SUMMERS: "Bread made from lentil flour helps the hunger stay away longer," he says. Israel imposed the blockade 10 weeks ago to pressure Hamas to release Israeli hostages. It accuses Hamas of seizing aid, selling it on the black market and using aid distribution to reinforce its control of Gaza. Here's Israeli Finance Minister Bezalel Smotrich speaking at a conference last month.
(SOUNDBITE OF ARCHIVED RECORDING)
BEZALEL SMOTRICH: Read my lips.
(Non-English language spoken).
SUMMERS: "Read my lips. Not a single grain of wheat will enter if it ends up in Hamas' hands."
(SOUNDBITE OF MUSIC)
SUMMERS: In Gaza, 60-year-old Nadia Al-Masri kneads balls of a grainy dough made from lentil flour, soaked pasta and water. Her family of 12 lives in one classroom in a packed school, housing hundreds of families, with worn tarps serving as makeshift walls. She tells Anas Baba that this is the worst hunger her family has faced since the start of the war.
NADIA AL-MASRI: (Speaking Arabic).
SUMMERS: "Hunger," she says, "is when your children cry themselves to sleep. They're too hungry."
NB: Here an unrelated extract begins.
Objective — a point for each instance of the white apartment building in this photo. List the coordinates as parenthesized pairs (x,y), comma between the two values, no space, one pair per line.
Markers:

AL-MASRI: (Speaking Arabic).
SUMMERS: "Why are you punishing everyone?" she asks. "What do we have to do with Hamas? It's not right to make the entire population - more than 2 million people - suffer."
(SOUNDBITE OF MUSIC)
SUMMERS: CONSIDER THIS - the U.N.'s World Food Programme has shuttered its kitchens. It has run out of food. What comes next for the people of Gaza?
(SOUNDBITE OF MUSIC)
SUMMERS: From NPR, I'm Juana Summers.
(SOUNDBITE OF MUSIC)
SUMMERS: It's CONSIDER THIS FROM NPR.
(SOUNDBITE OF MUSIC)
SUMMERS: The U.S. and Israel have announced a new plan to get aid flowing back into Gaza. According to an Israeli defense official, it would force Gaza's population south, into a zone cordoned off by the military to prevent Hamas from accessing the aid. He spoke on condition of anonymity to divulge details. The U.S. ambassador to Israel, Mike Huckabee, said last week that Israeli soldiers would maintain a security perimeter but not be involved in delivering aid.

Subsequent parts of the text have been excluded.